I'm looking for code that will let me ... umm, I can't describe it well, so
consider an example:
(pattern-match '("The quick " 'color " fox " 'verb " over the lazy " 'animal)
"The quick brown fox jumps over the lazy dog")
==> ((COLOR "brown") (VERB "jumps") (ANIMAL "dog"))
In other words, it's a pattern-matcher, but it associates the things it
matches with symbols to represent them. Does that make sense?
Is there any existing code out there that does (or can be easily adapted to
do) what I'm looking for? Thanks for any help!
--
_/_/_/ Brian Kendig Je ne suis fait comme aucun
/_/_/ ········@netcom.com de ceux que j'ai vus; j'ose croire
_/_/ n'etre fait comme aucun de ceux qui existent.
/ Be insatiably curious. Si je ne vaux pas mieux, au moins je suis autre.
/ Ask "why" a lot. -- Rousseau
In article <··················@netcom.com> ········@netcom.com (Brian Kendig)
writes:
>I'm looking for code that will let me ... umm, I can't describe it well, so
>consider an example:
>
>(pattern-match '("The quick " 'color " fox " 'verb " over the lazy " 'animal)
> "The quick brown fox jumps over the lazy dog")
>
> ==> ((COLOR "brown") (VERB "jumps") (ANIMAL "dog"))
>
>In other words, it's a pattern-matcher, but it associates the things it
>matches with symbols to represent them. Does that make sense?

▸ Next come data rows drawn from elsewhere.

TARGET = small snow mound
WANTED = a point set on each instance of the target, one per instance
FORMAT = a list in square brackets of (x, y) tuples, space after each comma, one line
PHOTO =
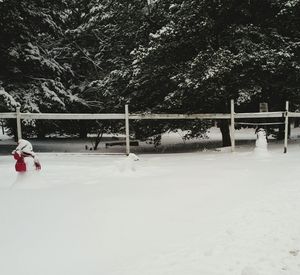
[(133, 157), (249, 271), (128, 164)]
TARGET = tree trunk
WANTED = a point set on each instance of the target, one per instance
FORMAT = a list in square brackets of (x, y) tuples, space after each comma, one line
[(224, 127), (98, 138), (82, 130)]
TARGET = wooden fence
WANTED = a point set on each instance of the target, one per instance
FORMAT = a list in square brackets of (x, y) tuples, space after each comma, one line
[(126, 116)]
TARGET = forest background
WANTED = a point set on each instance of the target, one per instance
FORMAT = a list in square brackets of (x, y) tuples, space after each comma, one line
[(164, 56)]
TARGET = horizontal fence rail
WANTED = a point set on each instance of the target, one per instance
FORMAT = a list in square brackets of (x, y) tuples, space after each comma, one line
[(70, 116), (74, 116)]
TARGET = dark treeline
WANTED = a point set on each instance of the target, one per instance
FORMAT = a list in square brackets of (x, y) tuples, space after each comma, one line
[(175, 56)]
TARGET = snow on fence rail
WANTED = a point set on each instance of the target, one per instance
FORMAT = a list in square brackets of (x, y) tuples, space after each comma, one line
[(127, 116)]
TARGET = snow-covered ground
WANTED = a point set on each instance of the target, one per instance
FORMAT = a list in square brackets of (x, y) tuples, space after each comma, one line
[(207, 213)]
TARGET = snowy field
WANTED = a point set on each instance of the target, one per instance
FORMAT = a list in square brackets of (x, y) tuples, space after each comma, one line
[(203, 213)]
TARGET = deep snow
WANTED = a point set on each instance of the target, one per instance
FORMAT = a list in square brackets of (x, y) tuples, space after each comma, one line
[(210, 213)]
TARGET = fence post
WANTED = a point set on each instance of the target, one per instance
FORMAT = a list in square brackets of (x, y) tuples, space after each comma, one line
[(232, 126), (286, 128), (19, 127), (127, 130)]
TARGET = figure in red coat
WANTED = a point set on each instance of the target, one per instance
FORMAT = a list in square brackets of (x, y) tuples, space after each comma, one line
[(23, 150)]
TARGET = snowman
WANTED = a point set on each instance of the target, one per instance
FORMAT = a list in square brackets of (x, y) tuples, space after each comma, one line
[(261, 143)]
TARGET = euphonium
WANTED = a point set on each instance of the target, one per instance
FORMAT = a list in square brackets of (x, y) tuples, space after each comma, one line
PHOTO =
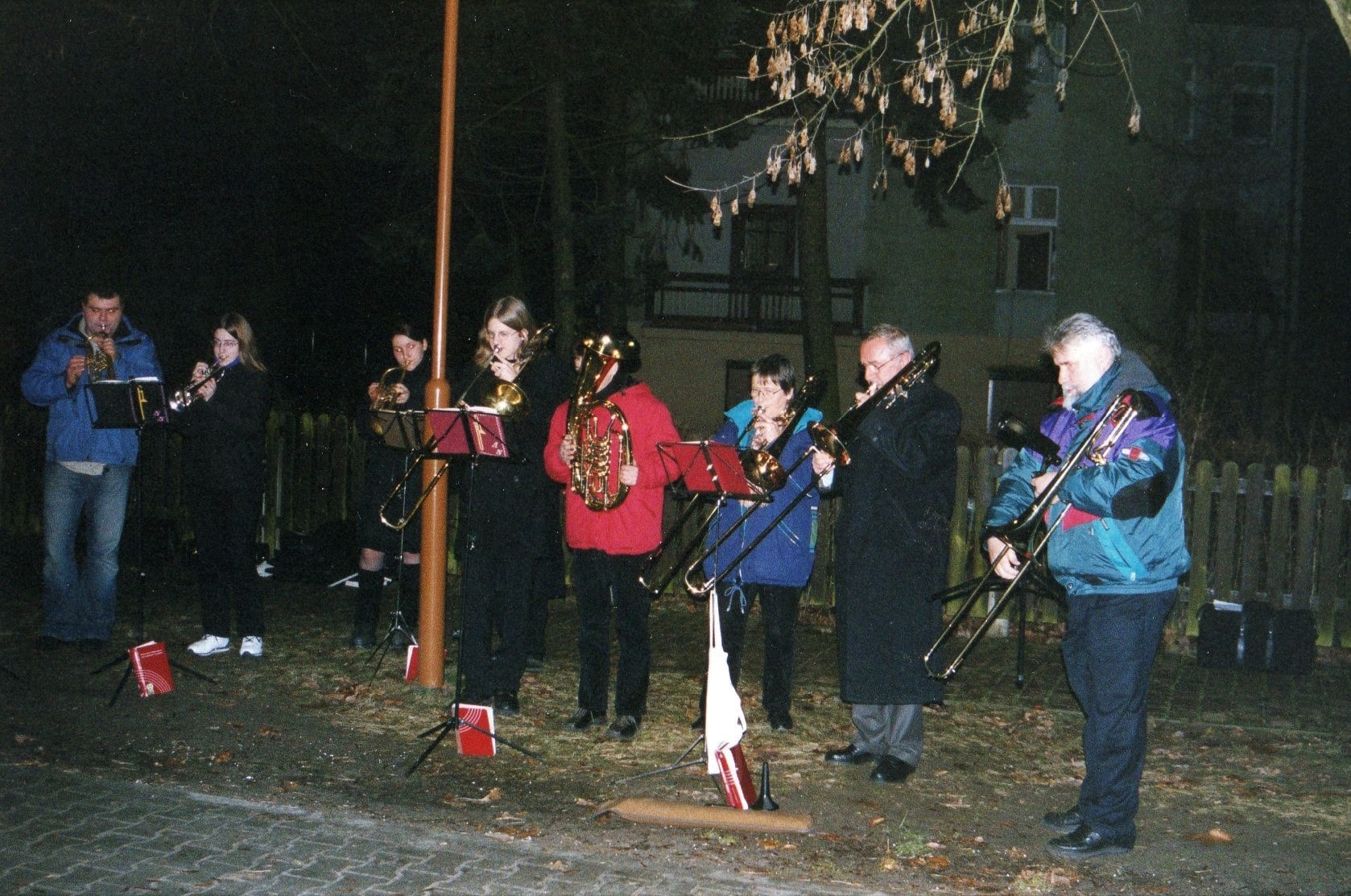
[(97, 364), (191, 392), (593, 424), (386, 398)]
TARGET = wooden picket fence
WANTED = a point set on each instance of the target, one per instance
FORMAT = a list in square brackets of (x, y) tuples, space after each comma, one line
[(1266, 535)]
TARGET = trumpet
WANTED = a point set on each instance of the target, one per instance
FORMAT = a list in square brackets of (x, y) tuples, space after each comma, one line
[(191, 392), (386, 398), (504, 398), (832, 440), (97, 364), (1124, 410)]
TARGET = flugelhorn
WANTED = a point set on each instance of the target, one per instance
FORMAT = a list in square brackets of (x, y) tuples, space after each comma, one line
[(595, 427), (97, 364), (386, 396), (191, 392), (1124, 410)]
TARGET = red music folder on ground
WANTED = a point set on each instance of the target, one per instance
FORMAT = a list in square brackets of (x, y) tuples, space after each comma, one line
[(151, 665), (474, 741)]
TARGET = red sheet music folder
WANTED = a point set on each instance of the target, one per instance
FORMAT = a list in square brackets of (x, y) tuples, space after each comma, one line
[(709, 468), (472, 741), (151, 665), (484, 423)]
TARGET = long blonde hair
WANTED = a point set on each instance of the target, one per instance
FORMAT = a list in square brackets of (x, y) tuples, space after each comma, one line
[(512, 312), (239, 328)]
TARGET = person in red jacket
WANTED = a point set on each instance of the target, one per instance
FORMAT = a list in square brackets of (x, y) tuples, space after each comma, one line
[(609, 545)]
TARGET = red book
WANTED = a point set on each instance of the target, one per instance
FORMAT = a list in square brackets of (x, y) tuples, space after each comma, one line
[(151, 664), (478, 740), (735, 778)]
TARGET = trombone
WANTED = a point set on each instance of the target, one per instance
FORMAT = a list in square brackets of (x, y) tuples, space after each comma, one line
[(762, 469), (507, 399), (1124, 410), (830, 440)]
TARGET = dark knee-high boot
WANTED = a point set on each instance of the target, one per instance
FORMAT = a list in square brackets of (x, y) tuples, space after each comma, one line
[(370, 584), (410, 595)]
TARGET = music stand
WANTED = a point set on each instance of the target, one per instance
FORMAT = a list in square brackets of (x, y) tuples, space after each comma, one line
[(133, 404), (473, 433), (403, 433)]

Well, the example you give is somewhat messy, but with some syntactic sugaring
it becomes trivial.
(match '(THE QUICK (COLOR) FOX (VERB) OVER THE LAZY (ANIMAL))

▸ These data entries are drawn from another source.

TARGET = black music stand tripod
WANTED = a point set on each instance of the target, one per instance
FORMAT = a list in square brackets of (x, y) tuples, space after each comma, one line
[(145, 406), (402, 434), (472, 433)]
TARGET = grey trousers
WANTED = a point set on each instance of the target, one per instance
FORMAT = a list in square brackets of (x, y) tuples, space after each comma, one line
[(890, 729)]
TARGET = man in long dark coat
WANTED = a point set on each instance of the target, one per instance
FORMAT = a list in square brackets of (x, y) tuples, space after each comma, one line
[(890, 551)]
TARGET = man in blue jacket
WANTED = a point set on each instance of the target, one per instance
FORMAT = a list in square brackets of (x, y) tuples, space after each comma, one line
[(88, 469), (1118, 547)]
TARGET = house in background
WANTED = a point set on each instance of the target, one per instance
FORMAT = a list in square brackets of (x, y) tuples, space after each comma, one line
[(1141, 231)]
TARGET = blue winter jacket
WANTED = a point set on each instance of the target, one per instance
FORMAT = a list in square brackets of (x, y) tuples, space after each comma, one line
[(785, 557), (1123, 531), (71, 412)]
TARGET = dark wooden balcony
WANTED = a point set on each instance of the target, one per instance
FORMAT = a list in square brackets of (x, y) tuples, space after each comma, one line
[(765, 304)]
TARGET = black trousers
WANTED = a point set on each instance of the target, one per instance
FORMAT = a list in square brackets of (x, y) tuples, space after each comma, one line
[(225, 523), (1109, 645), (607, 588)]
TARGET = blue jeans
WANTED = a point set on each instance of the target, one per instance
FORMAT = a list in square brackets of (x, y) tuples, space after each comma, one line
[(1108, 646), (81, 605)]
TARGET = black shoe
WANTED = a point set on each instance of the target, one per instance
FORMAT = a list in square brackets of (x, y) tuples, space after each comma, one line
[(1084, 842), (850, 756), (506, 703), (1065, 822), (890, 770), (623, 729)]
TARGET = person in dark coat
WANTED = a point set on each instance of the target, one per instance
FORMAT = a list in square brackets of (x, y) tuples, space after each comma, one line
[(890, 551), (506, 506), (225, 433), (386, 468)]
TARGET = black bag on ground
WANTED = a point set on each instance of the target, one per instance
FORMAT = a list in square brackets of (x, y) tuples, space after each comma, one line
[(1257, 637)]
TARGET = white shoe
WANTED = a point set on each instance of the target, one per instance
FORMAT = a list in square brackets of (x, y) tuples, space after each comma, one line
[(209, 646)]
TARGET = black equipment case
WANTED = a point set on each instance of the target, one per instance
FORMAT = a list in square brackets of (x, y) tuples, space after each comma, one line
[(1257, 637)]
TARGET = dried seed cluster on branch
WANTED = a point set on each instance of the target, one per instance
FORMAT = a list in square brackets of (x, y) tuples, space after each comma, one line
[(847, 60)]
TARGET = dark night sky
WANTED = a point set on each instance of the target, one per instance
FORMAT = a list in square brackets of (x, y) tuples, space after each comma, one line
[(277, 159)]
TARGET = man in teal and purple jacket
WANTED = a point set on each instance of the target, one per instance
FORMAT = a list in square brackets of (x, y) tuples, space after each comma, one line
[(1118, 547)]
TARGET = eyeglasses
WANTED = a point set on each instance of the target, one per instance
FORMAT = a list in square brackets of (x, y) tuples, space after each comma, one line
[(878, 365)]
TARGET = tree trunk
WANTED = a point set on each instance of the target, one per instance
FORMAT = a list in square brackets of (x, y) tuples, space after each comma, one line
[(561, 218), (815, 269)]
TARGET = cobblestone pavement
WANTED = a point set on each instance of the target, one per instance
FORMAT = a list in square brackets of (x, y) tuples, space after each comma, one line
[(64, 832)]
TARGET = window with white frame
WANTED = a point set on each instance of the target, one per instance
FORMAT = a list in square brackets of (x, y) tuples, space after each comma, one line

'(THE QUICK BROWN FOX JUMPS OVER THE LAZY DOG ))
A one-level one-word matcher like this is a suitable first or second undergrad
LISP class homework problem.
The farther you get into the matching, the messier it gets. Part of the
question is what kind of input strings you are trying to match: are they
flat, or do they contain structure (i.e., text vs. nested S-expressions).
For the former, look in any competent computational linguistics text, or even
a good mainstream AI text that hits computational linguistics (both Winston's
book and Elaine Rich's book do this; see also Winston & Horn _LISP_, which has
a fair amount on parsing and "understanding" English with augmented transition
trees). For the latter, dig into theorem proving and the unification algorithm.
In article <·····················@mksol.dseg.ti.com> ······@mksol.dseg.ti.com (john r strohm) writes:
>
>In other words, it's a pattern-matcher, but it associates the things it
>matches with symbols to represent them. Does that make sense?
Well, the example you give is somewhat messy, but with some syntactic sugaring
it becomes trivial.
(match '(THE QUICK (COLOR) FOX (VERB) OVER THE LAZY (ANIMAL))
'(THE QUICK BROWN FOX JUMPS OVER THE LAZY DOG ))
A one-level one-word matcher like this is a suitable first or second undergrad
LISP class homework problem.
The farther you get into the matching, the messier it gets. Part of the
question is what kind of input strings you are trying to match: are they
flat, or do they contain structure (i.e., text vs. nested S-expressions).
it isn't all that much trouble to write the lisp equivalent of
prolog's dcgs if you use continuation passing style.